CATES: Aftermath of pandemic mirrors history

By Carol A. Cates, MSN, MBA, RN

Chief Nursing Officer

Odessa Regional Medical Center

Almost every day I get some sort of alert from a health care professional organization about increasing violence directed at health care workers. Unfortunately, it’s not just in other places, its here in the Basin too. It’s a topic I find myself discussing with colleagues far too often. Other professions are seeing the same trends. My husband is a teacher, and he frequently remarks how there are more and more fights and how it seems like the kids are becoming increasingly violent. I know there have been a couple of viral videos from Permian Basin schools of fights to the point of near riot to a serious attack on a teacher. Then there are the active shooters. It seemed like it stopped when COVID was at its worst, but that too has come back and with a vengeance across the nation. Not so much here in the Basin at this point, thank God, praying that doesn’t change. Once was more than enough.

When I discuss the subject of increasing violence with friends and colleagues, the overwhelming question we all ask is why? I think its really tempting to say its “that generation”, referring to kids and younger adults, but I see it just as much, among people that are “old enough to know better.” Last week I read an article that explained at least some of it, and I thought I would share. This to me might fall into the “those that don’t learn from history are doomed to repeat it” category.

In a recent book, “Plagues and their Aftermath: How Societies Recover from Pandemics,” author Brian Michael Jenkins looks at past plagues, such as the Black Plagues in Europe during the Middle Ages, to the 1918 flu pandemic to the current post-COVID attitudes and many outbreaks between for common trends.

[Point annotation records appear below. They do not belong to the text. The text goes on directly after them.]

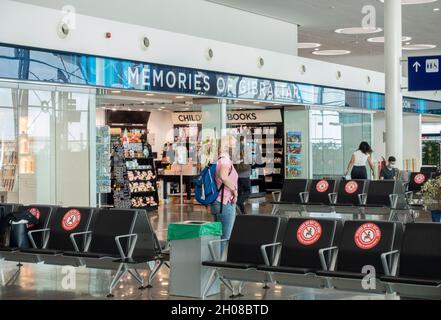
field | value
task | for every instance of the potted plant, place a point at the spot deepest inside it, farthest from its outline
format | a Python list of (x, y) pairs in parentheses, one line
[(432, 197)]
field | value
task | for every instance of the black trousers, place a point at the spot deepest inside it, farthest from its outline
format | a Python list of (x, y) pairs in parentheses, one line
[(244, 191), (359, 173)]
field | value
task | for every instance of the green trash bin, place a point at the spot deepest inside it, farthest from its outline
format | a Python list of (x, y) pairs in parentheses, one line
[(188, 249)]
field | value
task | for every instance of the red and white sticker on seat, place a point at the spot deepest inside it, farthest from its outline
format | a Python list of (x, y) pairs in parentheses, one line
[(309, 232), (367, 236), (351, 187), (71, 220), (36, 213), (322, 186), (419, 178)]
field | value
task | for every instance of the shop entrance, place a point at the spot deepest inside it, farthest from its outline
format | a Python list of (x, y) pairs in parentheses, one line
[(146, 140)]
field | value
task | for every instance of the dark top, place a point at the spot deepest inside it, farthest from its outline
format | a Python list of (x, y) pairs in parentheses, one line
[(388, 174)]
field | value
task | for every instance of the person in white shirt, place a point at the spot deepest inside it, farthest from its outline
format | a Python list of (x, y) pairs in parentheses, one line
[(358, 162)]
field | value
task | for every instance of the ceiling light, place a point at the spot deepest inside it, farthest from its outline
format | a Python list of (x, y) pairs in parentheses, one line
[(381, 39), (331, 52), (406, 2), (419, 47), (358, 30), (308, 45)]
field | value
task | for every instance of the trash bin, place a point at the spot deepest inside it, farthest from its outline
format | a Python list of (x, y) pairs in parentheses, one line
[(188, 249)]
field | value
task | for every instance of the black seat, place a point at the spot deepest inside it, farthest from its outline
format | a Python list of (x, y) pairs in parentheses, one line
[(43, 213), (419, 260), (248, 235), (417, 181), (301, 243), (362, 244), (64, 222), (319, 192), (378, 194), (106, 228), (348, 193), (291, 190)]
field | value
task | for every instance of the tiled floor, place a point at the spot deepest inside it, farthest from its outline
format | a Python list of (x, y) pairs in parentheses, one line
[(48, 282)]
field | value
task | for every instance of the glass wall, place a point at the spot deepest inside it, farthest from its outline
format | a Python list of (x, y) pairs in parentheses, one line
[(335, 135), (319, 142), (45, 144)]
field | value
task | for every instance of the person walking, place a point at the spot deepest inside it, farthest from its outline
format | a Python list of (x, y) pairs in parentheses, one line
[(224, 208), (358, 162)]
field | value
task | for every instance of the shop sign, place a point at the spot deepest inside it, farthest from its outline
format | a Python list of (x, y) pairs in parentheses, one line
[(233, 117)]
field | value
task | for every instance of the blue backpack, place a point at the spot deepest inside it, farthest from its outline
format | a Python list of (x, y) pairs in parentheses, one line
[(206, 191)]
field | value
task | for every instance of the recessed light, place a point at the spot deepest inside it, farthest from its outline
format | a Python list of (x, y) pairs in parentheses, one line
[(381, 39), (308, 45), (331, 52), (358, 30), (406, 2), (419, 47)]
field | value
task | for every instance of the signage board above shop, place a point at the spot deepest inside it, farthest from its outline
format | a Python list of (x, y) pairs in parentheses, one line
[(233, 117), (21, 63)]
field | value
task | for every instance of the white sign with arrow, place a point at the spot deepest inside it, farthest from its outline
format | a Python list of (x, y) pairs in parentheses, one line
[(417, 66)]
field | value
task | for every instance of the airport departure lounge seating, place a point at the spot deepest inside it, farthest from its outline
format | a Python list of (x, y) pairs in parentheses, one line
[(346, 200), (318, 198), (242, 254), (361, 247), (297, 258), (288, 199), (121, 240), (415, 270)]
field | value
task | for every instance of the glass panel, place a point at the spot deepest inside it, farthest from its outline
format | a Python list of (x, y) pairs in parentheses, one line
[(72, 148), (36, 132), (8, 146)]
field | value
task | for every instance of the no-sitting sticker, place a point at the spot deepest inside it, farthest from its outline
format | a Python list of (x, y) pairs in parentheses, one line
[(309, 232), (351, 187), (419, 178), (71, 220), (322, 186), (367, 236), (36, 213)]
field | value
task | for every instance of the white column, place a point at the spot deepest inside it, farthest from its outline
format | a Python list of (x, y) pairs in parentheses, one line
[(393, 71)]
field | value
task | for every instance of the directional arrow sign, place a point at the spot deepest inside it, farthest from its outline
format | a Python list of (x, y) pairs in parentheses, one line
[(424, 73), (417, 66)]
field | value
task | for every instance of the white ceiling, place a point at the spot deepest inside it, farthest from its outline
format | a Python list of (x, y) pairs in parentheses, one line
[(317, 20)]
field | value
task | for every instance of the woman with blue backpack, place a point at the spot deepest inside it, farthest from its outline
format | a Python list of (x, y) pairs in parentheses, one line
[(224, 208), (217, 187)]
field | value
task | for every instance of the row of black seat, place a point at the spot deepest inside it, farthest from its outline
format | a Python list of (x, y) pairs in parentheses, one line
[(363, 256), (356, 197), (121, 240)]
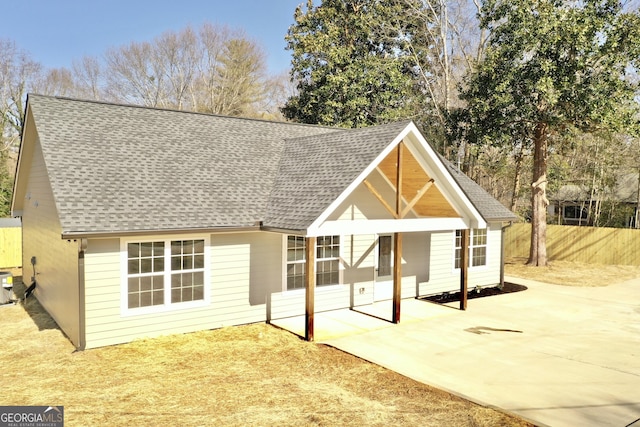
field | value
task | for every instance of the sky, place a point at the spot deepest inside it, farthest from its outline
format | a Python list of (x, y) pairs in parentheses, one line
[(56, 32)]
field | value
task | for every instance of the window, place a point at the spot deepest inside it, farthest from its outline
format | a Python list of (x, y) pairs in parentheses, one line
[(477, 247), (164, 273), (327, 261)]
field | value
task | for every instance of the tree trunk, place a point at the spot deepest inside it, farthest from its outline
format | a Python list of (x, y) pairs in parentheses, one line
[(539, 201), (516, 180), (637, 218)]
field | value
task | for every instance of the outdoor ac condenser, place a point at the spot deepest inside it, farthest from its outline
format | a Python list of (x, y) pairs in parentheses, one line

What he found was society was affected on many levels, not just on the health/illness scale.

The first similarity he noticed was the affect of quarantines and travel restrictions on the economy and on civil liberties. Historically, that has resulted in a shift toward distrust in government and a feeling that government has overstepped its boundaries. We have certainly seen that in this pandemic. In the 1793 yellow fever outbreak in Philadelphia the resulting unrest led to immigrant restrictions and an increase in dubious treatments for yellow fever, including wine as a cure. Long-term studies of those affected by the 1918 pandemic found that those who had come from parts of the US or other countries that had high mortality rates during the 1918 pandemic had significantly lower trust in government, even decades after the pandemic. Cholera pandemics in the 1800s showed similar issues with governmental trust.

Antisocial and violent behavior has also increased in the aftermath of pandemics of the past. Psychologists feel it is related to the prolonged isolation, which causes increased anxiety and increased irritability. That in turn promotes aggression and decreases impulse control. Underlying anger and chronic stress also led to that aggression and poor impulse control. Those feelings can lead to an increase in random violence. As a society we are certainly seeing that. Homicides jumped from 16,699 in 2019 in the US, to 21,570 in 2020, and it increased again in 2021. The jump between 2019 and 2021 in homicides was a whopping 38%—the biggest increase in more than half a century. That was seen in the Plague of Athens, the Black Plagues of the Middle Ages, and several other plagues through out history. The Greek historian Thucydides stated, “Athens owed to the plague the beginnings of lawlessness”. The 14th century poet Giovanni Boccaccio likened people’s behavior during the Black plagues to “animals” where it was every man for himself.

Plagues in history have also led to an increase in disparities between the haves and have-nots, an increase in scapegoating of people who are different, including racial/ethnic tensions, and economic uncertainty. Things we have certainly seen in this pandemic as well.

Much of this we cannot control because the scale is so huge, but we can control how we treat those around us as individuals. We don’t have to allow the stresses of the pandemic to follow us into the future as past societies did. We can make sure that here in the Basin, we do what we do best. Cling together as a community even when history and overall society is trying to make us fall apart.